D'autres habitants continuent d'épauler les pompiers avec les moyens du bord. Sylvie va passer la nuit debout, tuyau d'arrosage dans la main. "Ma voisine était seule aussi, on s'est vues plusieurs fois dans la nuit parce qu'on avait peur", raconte-t-elle au micro de RTL

Les fumées des feux de forêt de l'Aude visibles depuis Banyuls-sur-Mer (Pyrénées-Orientales), le 5 août 2025. (OLIVIER CHASSIGNOLE / AFP)
Les fumées des feux de forêt de l'Aude visibles depuis Banyuls-sur-Mer (Pyrénées-Orientales), le 5 août 2025. (OLIVIER CHASSIGNOLE / AFP)

A la préfecture de l'Aude, aussi, la lumière reste allumée. La cellule de crise est pleinement mobilisée. A 1h30, nouveau communiqué : le brasier a parcouru plus de 10 000 hectares dans le massif des Corbières. Changement de stratégie. "On va positionner beaucoup de moyens sur l'autoroute afin d'attaquer le feu à cet endroit, ce qui pourrait constituer une barrière" à la progression des flammes, prévient la secrétaire générale de la préfecture de l'Aude, Lucie Roesch, jointe par l'AFP. Elle le sait : "Ce feu va nous mobiliser pendant plusieurs jours, c'est un chantier au long cours".

Le colonel Christophe Magny, qui commande les pompiers de l'Aude, a un début de bonne nouvelle à communiquer aux équipes.
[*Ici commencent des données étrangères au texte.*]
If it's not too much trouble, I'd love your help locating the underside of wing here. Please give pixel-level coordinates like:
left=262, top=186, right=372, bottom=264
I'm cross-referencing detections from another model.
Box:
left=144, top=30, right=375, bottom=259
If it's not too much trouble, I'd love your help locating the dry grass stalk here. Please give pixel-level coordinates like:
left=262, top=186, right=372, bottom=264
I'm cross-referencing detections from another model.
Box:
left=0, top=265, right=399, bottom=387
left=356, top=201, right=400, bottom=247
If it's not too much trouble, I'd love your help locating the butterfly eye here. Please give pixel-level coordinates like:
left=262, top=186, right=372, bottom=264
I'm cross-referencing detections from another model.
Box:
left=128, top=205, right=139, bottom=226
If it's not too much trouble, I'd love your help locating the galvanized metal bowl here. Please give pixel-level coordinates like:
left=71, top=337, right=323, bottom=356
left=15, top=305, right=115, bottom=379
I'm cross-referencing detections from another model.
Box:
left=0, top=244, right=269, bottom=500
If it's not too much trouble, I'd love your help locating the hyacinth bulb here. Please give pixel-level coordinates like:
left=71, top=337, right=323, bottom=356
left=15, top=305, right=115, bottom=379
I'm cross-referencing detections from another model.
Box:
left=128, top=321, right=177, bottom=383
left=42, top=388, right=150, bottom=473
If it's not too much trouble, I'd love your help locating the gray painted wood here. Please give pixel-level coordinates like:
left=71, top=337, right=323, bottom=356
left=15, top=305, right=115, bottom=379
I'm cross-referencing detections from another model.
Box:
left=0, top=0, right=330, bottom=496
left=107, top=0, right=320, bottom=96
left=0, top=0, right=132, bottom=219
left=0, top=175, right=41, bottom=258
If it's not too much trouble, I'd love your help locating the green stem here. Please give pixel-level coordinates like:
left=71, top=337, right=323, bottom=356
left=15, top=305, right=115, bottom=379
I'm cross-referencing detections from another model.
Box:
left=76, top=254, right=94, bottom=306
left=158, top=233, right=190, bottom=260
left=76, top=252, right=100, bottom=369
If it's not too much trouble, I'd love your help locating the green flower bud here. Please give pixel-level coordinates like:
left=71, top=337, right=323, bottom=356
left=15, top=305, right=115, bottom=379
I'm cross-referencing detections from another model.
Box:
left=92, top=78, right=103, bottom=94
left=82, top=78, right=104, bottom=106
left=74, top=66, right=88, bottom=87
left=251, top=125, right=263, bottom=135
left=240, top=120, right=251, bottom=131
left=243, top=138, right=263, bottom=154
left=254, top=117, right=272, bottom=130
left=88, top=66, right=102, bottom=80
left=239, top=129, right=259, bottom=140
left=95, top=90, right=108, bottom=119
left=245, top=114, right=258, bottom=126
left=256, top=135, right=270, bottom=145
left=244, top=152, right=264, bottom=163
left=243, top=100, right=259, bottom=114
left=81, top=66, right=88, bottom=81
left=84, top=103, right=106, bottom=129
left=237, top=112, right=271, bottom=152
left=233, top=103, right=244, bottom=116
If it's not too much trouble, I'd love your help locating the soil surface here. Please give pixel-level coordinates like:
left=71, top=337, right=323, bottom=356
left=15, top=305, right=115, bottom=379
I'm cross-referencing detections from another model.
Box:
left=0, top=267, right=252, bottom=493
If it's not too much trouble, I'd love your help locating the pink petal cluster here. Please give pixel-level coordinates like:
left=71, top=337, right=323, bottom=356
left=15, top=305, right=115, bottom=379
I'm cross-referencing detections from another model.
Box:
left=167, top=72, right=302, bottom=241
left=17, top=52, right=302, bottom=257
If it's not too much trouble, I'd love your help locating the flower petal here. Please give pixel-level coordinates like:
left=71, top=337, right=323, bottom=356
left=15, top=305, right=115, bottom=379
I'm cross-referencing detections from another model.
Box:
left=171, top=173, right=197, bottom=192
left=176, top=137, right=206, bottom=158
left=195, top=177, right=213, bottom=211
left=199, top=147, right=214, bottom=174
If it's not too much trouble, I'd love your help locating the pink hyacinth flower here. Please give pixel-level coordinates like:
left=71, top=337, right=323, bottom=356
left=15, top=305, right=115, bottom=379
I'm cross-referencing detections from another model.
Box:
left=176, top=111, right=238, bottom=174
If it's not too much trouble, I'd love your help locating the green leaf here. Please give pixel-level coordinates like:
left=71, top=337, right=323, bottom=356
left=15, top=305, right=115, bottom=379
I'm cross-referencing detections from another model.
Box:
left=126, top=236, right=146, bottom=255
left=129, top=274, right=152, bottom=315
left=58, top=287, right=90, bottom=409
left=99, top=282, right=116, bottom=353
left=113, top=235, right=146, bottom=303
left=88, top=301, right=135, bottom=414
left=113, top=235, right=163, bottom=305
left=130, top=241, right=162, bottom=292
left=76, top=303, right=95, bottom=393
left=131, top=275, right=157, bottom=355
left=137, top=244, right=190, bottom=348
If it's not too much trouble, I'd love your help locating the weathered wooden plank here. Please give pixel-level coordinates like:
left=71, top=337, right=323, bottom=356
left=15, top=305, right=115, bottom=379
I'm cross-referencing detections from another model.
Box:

Avec la nuit qui avance, le taux d'humidité augmente. "Elle était à 20 à 25% dans l'après-midi. Elle est passée à 75%. Ce sont des éléments favorables pour nous."

Une femme meurt chez elle

Dans la quinzaine de communes touchées, une nuit blanche se profile. A 4h15, un habitant de Fabrezan publie sur Facebook deux photos qu'il vient de prendre depuis chez lui, quai d'Orbieu. Les flammes sont à quelques mètres. "Un désastre", commente un internaute, lui-même encore éveillé. "Pas d'évacuation ?", demande quelqu'un. Réponse laconique : "Non". 

Une heure et demie plus tard, nouveau communiqué de la préfecture. Premier décès. Une femme âgée a été retrouvée morte chez elle, à Saint-Laurent-de-la Cabrerisse. Plus tôt, avec les gendarmes et un conseiller municipal, le maire Xavier de Volontat avait fait évacuer les habitants menacés par l'incendie. Tous ont quitté leur domicile, sauf "cette dame qui n'a pas voulu malheureusement sortir de sa maison, en disant qu'elle ne risquait rien", confie-t-il, marqué, sur BFMTV.

"Le feu est arrivé à une vitesse très rapide et elle a été prise dans ce piège de sa maison en feu. On l'a retrouvée cette nuit complètement carbonisée."

Xavier de Volontat, maire de Saint-Laurent-de-Cabrerisse

à BFMTV

"C'est toujours une tristesse de perdre une habitante dans ces conditions", s'attriste le maire. La commune avait pourtant ouvert les portes de sa salle polyvalente aux sinistrés. "Les pompiers nous ont dit : 'Allez voir votre maison pour que ça vous rassure si elle n'a rien, mais il faut retourner au foyer parce qu'il y a trop de fumée et pas d'électricité'", lâche une femme évacuée, interrogée par les équipes de France Télévisions. Michel semble perdu : "On a fait pour le mieux, on a perdu la maison. On a perdu un chat, on en a sauvé un. (…) Plus de papiers, plus rien."

"Votre mobilisation fait toute la différence"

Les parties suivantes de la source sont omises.